When a huge cash pile is scary
If you hack down your fixed costs faster than demand for your goods or services slumps, then you can not only protect your margin in a downturn, but you can even build up a pretty tidy pile of cash. And that is exactly what US companies did during the recession and now they find themselves sitting on a cashpile worth over 2.6 trillion dollars, according to my calculation using Valueline figures. Not to shabby a showing for the worst slump in generations.

Given the kind of cash that US companies now have to throw around, it’s hardly surprising that everyone allowed to speak to the financial press seems to be expecting an imminent boom in mergers and acquisitions (always a good hole to pour idle cash down), dividend increases or reinstatements and/or a return to the pre-crisis share buyback bonaza. These predictions will of course come to pass, afterall why let cash sit around at such miserly low interest rates as those that are now available.

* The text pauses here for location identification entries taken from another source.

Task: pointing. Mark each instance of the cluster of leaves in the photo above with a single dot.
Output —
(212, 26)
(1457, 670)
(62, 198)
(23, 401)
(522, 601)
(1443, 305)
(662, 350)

But the huge cashpiles sitting on corporate America’s books are also indicative of something else. Managers are still shellshocked and scared as hell about the economy. If they thought that there was more to the recovery than a just a inventory rebuild, which has been going on for the better part of nine months now, then they would be plowing their cash into M and A, dividends and buybacks. But the fact they aren’t yet indicates they remain jittery and want to have a cash cushion around if things get ugly again.
A tale of two economies
Compelling evidence that the US economy has entered a sustained and sustainable recovery stubbornly refuses to be forthcoming. Instead, a trickle of data stubbornly just keep suggesting that the much of the improvement in the recession-weary US economy is coming from a companies restocking inventories they ran down to the ground as demand from shell-shocked consumers evaporated during the worst of the financial crisis.
Last week, the release of data showing the strongest quarterly growth in six years — a not-to-be-sniffed-at 5.7 percent — proved to be largely the result of an improvement in inventories. Likewise, this week’s ISM survey paints a similar picture, showing the manufacturing sector, which benefits most from inventory rebuilding, riding high while the services sector is still struggling.

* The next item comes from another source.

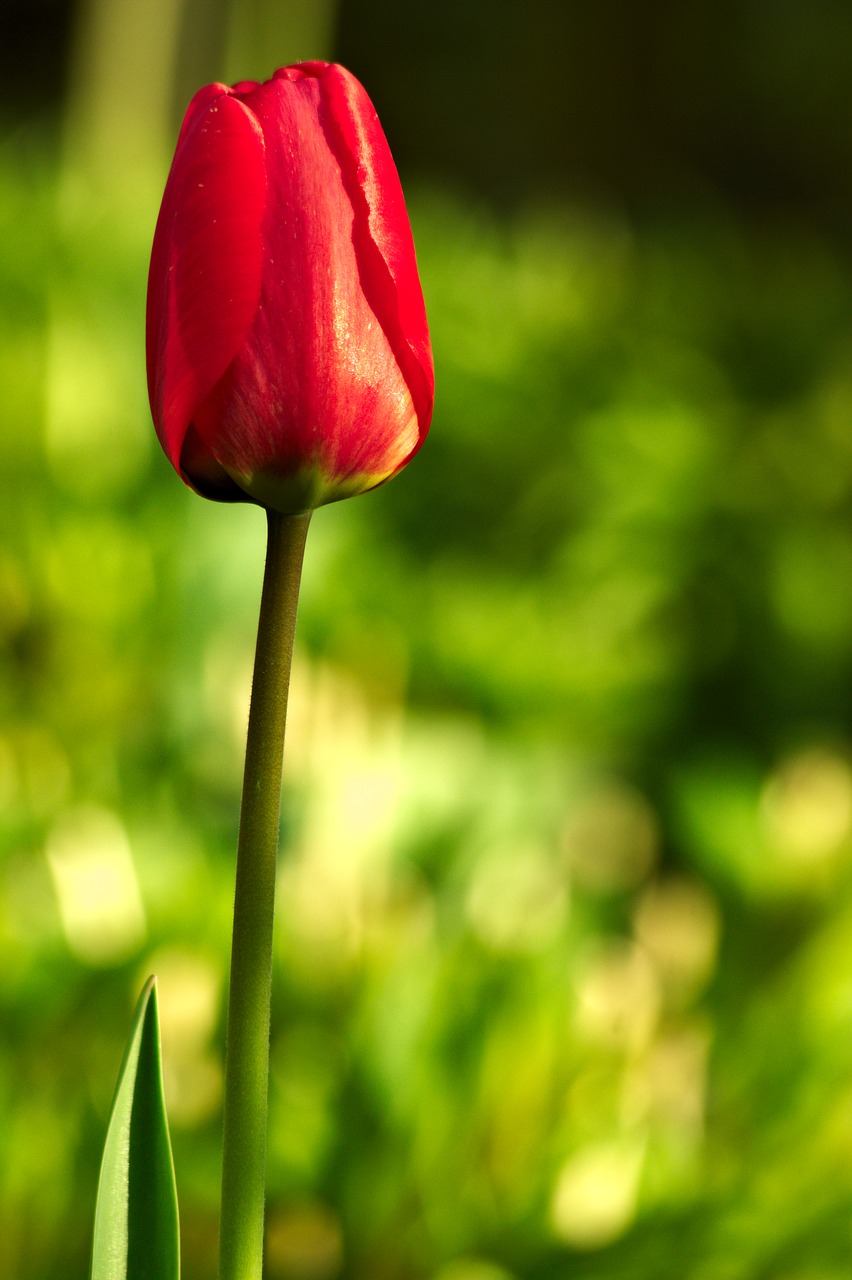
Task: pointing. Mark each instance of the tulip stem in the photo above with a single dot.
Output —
(241, 1230)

A rebound in inventories is the normal course that recoveries take in their infancy. However, consumers have to start buying and services have to start, well, servicing if the recovery is to become more entrenched. But consumers remain wary for their jobs (if they have one) and are trying to pay down debt. Meanwhile companies, not only including service but also manufacturing companies, still have a tough time getting credit unless they are big enough to tap the bond market. It helps that companies have built up huge piles of cash which can allow them to grow to an extent in the absence of easier credit.

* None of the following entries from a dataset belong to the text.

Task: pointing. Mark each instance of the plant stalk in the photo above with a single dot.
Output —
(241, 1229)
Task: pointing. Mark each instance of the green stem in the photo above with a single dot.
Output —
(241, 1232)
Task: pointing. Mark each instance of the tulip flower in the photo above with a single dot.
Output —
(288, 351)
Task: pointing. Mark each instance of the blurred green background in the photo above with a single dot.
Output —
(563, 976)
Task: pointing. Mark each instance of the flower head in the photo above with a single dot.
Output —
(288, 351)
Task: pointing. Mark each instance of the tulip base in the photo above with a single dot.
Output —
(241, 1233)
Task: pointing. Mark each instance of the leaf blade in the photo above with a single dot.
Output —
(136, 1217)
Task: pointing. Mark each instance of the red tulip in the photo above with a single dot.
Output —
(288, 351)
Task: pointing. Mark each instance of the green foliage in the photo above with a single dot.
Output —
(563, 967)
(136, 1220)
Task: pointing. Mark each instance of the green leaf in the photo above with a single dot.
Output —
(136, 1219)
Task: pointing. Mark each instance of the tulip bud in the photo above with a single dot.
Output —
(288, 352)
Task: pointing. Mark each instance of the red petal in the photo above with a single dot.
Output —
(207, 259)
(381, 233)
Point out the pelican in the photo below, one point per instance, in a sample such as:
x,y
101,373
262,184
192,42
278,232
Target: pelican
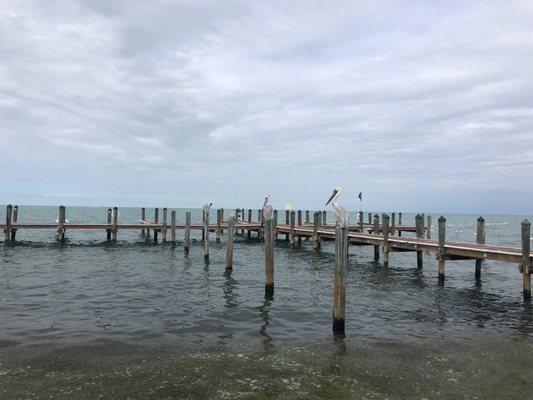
x,y
207,206
340,212
267,208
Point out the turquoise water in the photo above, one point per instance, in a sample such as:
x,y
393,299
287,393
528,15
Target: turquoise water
x,y
90,319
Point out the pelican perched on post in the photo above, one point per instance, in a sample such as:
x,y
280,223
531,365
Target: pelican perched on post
x,y
340,212
207,206
267,208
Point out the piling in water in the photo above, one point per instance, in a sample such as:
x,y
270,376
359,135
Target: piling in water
x,y
419,233
339,282
187,233
526,258
480,238
375,231
269,258
229,246
442,247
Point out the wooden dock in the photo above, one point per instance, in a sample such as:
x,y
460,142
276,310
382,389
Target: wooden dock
x,y
385,236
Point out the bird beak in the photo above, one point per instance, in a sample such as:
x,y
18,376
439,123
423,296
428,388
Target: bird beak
x,y
332,196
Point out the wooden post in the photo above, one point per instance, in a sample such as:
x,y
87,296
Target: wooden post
x,y
269,258
109,221
249,221
526,258
164,228
173,226
316,223
291,236
339,283
143,218
219,226
375,231
275,224
229,248
61,224
14,221
287,222
115,224
206,235
299,224
187,234
386,240
156,220
480,238
9,212
442,247
419,222
262,220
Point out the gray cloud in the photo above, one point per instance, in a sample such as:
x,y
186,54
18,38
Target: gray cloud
x,y
421,107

Despite the uncertain outlook, at this point there is little reason to fear a dreaded “double-dip” relapse back into recession unless data really take a turn for the worse, which they shouldn’t unless there is some unforeseen shock. However, there is also no compelling reason to expect the inventory rebound to quickly morph into a widely based economic upswing. So the 5.7 percent pop in economic growth might very well be the best the US can hope for at least for a while.